First let's build a JSON table to hold our sample data set
CREATE TABLE json_transactions_geo
(trans_geo_doc CLOB,
CONSTRAINT "VALID_GEO_JSON" CHECK (trans_geo_doc IS JSON) ENABLE
);
Now let's add some data
TRUNCATE TABLE json_transactions_geo;
INSERT INTO json_transactions_geo VALUES ('{"time_id":"25-JAN-17 08:30:23","user_id":"John","merchant_id":"Baskin Robins", "item_ref":"Ice Cream","trans_amount":10.00, "x":-71.48923,"y":42.72347,"l_x":-71.48923,"l_y":42.72347}');
INSERT INTO json_transactions_geo VALUES ('{"time_id":"25-JAN-17 09:35:10","user_id":"John","merchant_id":"Costco","item_ref":"Groceries","trans_amount":55.00,"x":-71.48923,"y":42.72347,"l_x":-71.48989,"l_y":42.72347}');
INSERT INTO json_transactions_geo VALUES ('{"time_id":"25-JAN-17 10:40:10","user_id":"John","merchant_id":"Starbucks","item_ref":"Coffee","trans_amount":5.00,"x":-71.48923,"y":42.72347,"l_x":-71.48854,"l_y":42.72347, }');
INSERT INTO json_transactions_geo VALUES ('{"time_id":"25-JAN-17 16:36:10","user_id":"John","merchant_id":"BestBuy","item_ref":"Apple Mac Pro","trans_amount":4150.00,"x":-91.48923,"y":42.72347,"l_x":-71.48923,"l_y":42.72347}');
COMMIT;
Let's quickly look at out credit card data...note that at this point we simply have numeric values for our geospatial coordinates.

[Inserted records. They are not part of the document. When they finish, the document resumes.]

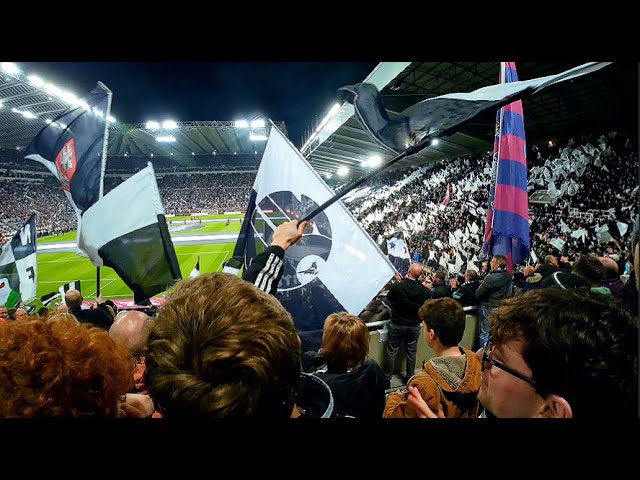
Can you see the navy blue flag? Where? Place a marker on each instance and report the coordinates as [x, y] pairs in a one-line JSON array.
[[446, 114], [72, 147]]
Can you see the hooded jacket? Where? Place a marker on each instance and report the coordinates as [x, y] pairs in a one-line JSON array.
[[450, 383]]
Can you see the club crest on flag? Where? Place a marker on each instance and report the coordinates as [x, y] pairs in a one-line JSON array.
[[66, 163]]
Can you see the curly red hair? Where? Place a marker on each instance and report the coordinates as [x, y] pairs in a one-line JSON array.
[[57, 369]]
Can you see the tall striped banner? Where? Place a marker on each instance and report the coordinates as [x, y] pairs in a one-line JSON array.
[[507, 228]]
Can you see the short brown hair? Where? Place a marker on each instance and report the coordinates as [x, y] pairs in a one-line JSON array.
[[444, 316], [576, 342], [345, 341], [61, 369], [222, 348]]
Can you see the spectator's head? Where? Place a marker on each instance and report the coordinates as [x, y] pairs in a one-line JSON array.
[[590, 269], [415, 270], [551, 350], [443, 321], [132, 328], [610, 267], [345, 341], [471, 276], [73, 299], [61, 369], [498, 261], [71, 320], [222, 348]]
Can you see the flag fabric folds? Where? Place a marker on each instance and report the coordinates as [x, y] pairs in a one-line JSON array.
[[507, 228], [73, 148], [196, 270], [443, 115], [127, 231], [72, 145], [397, 252], [335, 266], [18, 266]]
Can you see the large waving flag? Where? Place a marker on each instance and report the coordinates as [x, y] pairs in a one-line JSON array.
[[18, 266], [446, 114], [127, 231], [73, 148], [336, 266], [507, 228]]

We will convert these to geospatial datatypes later
SELECT
TO_DATE(j.trans_geo_doc.time_id, 'DD-MON-YYYY, HH:MI:SS') as time_id,
j.trans_geo_doc.user_id as user_id,
j.trans_geo_doc.merchant_id as merchant_id,
j.trans_geo_doc.item_ref as item_ref,
to_number(j.trans_geo_doc.trans_amount) as trans_amount,
to_number(j.trans_geo_doc.x) as geo_x,
to_number(j.trans_geo_doc.y) as geo_y,
to_number(j.trans_geo_doc.l_x) as geo_lag_x,
to_number(j.trans_geo_doc.l_y) as geo_lag_y
FROM json_transactions_geo j;
To keep our pattern matching code simple and readable, let's create a view over our JSON data...

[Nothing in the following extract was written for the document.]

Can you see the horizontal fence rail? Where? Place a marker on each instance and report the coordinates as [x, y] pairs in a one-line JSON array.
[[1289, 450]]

CREATE OR REPLACE VIEW VW_JSON_CC_TRANS AS
SELECT
TO_DATE(j.trans_geo_doc.time_id, 'DD-MON-YYYY, HH24:MI:SS') as day_id,
TO_CHAR(TO_TIMESTAMP(j.trans_geo_doc.time_id, 'DD-MON-YYYY, HH24:MI:SS'), 'HH24:MI:SS') as time_id,
TRUNC((TO_DATE(j.trans_geo_doc.time_id, 'DD-MON-RR, HH24:MI:SS') -
(TO_DATE(LAG(j.trans_geo_doc.time_id,1) over (order by j.trans_geo_doc.time_id), 'DD-MON-RR, HH24:MI:SS'))) * 24, 0) AS LAG_TIME,
j.trans_geo_doc.user_id as user_id,
j.trans_geo_doc.merchant_id as merchant_id,
j.trans_geo_doc.item_ref as item_ref,
to_number(j.trans_geo_doc.trans_amount) as trans_amount,
to_number(j.trans_geo_doc.x) as geo_x,
to_number(j.trans_geo_doc.y) as geo_y,
to_number(j.trans_geo_doc.l_x) as geo_lag_x,
to_number(j.trans_geo_doc.l_y) as geo_lag_y
FROM json_transactions_geo j;
We can now used the SDO_GEOM.SDO_DISTANCE function to calculate the distance between transactions...
SELECT
l.day_id as day_id,
l.time_id as time_id,
l.lag_time as mins,
l.user_id,
l.merchant_id,
l.item_ref,
l.trans_amount,
SDO_GEOM.SDO_DISTANCE(SDO_GEOMETRY(2001,8307,SDO_POINT_TYPE(l.geo_x, l.geo_y, NULL),NULL,NULL),
SDO_GEOMETRY(2001,8307,SDO_POINT_TYPE(l.geo_lag_x, l.geo_lag_y, NULL),NULL,NULL),
0.0001,'unit=km') AS DISTANCE_BETWEEN_TRANS
FROM VW_JSON_CC_TRANS l
ORDER BY l.day_id, time_id;
Your task now is to use this information in MATCH_RECOGNIZE query that looks for 3 low value transactions, followed by a large transaction where the distance between the last small transaction and the large transaction is too large (i.e. suspicious)
Using the previous examples you should be able to construct this query yourself.